Cory Wong was put on this Earth to make you happy.
“Every artist has a North Star that drives them — their passion, their motivation,” Wong says. “Mine is to spark joy in the listener. My live show is all about having fun. People leave having had a blast. I’m there to entertain and put on a show.”
The Minneapolis musician comes to Eugene supporting his latest release, Motivational Music for the Syncopated Soul, full of high-energy minimalist funk that at times is almost new wave in conception, though it always follows the production recipe of studio greats like Quincy Jones and Nile Rodgers, with pop, jazz and soul in the margins.
Wong’s guitar playing is lithe, spritely and playful, a big warm grin at the center of it all. It’s also a little devilish at times, but that’s nothing new for Wong. His former band Vulfpeck released Sleepify, a completely silent album intended, with the help of Vulfpeck fans, to game the royalty system of music streaming services like Spotify. Fans let the album stream all night, and Vulfpeck used the revenue to finance the band’s next tour.
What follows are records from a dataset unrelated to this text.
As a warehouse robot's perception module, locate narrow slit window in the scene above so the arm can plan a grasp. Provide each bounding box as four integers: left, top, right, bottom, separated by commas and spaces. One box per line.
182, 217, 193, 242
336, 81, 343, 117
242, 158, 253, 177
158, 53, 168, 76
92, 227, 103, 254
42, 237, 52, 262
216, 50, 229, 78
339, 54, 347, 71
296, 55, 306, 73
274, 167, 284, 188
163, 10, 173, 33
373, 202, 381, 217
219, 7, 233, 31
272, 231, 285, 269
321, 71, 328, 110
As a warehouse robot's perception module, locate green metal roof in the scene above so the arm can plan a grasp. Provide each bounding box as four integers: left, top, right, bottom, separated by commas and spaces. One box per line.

From the outset, Wong wanted Motivational Music to maintain the party atmosphere created by Jones with artists like Michael Jackson, though what might at first feel like a free-form jam has a lot of nuance and orchestration underneath it.
The album also features several guest spots from artists such as Jon Batiste, Stephen Colbert’s bandleader. Wong recently sat in with Batiste on The Late Show with Stephen Colbert. Emily C. Browning and Charlie Hunter also make appearances.
Wong’s a deadline guy, so he wanted to be well prepared before working with artists he admires, especially given Hunter’s unique style of playing. “It’s like bass and guitar at the same time,” Wong says. “I wrote a tune specific for him.”
But when it comes to collaboration, Wong doesn’t like things to be too on the nose. Instead, he prefers to give the artist a slow pitch softball and let them take it from there. Anything else would be a little patronizing, Wong says.
Motivational Music’s dance party goes quiet in the middle of the record for a Randy Newman-style piano ballad, “Today I’m Gonna Get Myself a Real Job.”
“No ticket sales, no critics, no Spotify statistics/ Today I’m gonna get myself a real job,” Wong sings. Elsewhere, “Companion Pass” gives way to a motivational speech from Wong to all the artists of the world, urging them to never give up.
“We go from moments of extreme confidence to crippling self-doubt,” Wong says, speaking of his experience as an artist. “You realize that this is your real job. You’ve got to just go for it and give it everything.”
Cory Wong plays with Phoebe Katis 9 pm Saturday, Oct. 19, at Sessions Music Hall; $18 advance, $22 door, $100 VIP tickets available, 21-plus.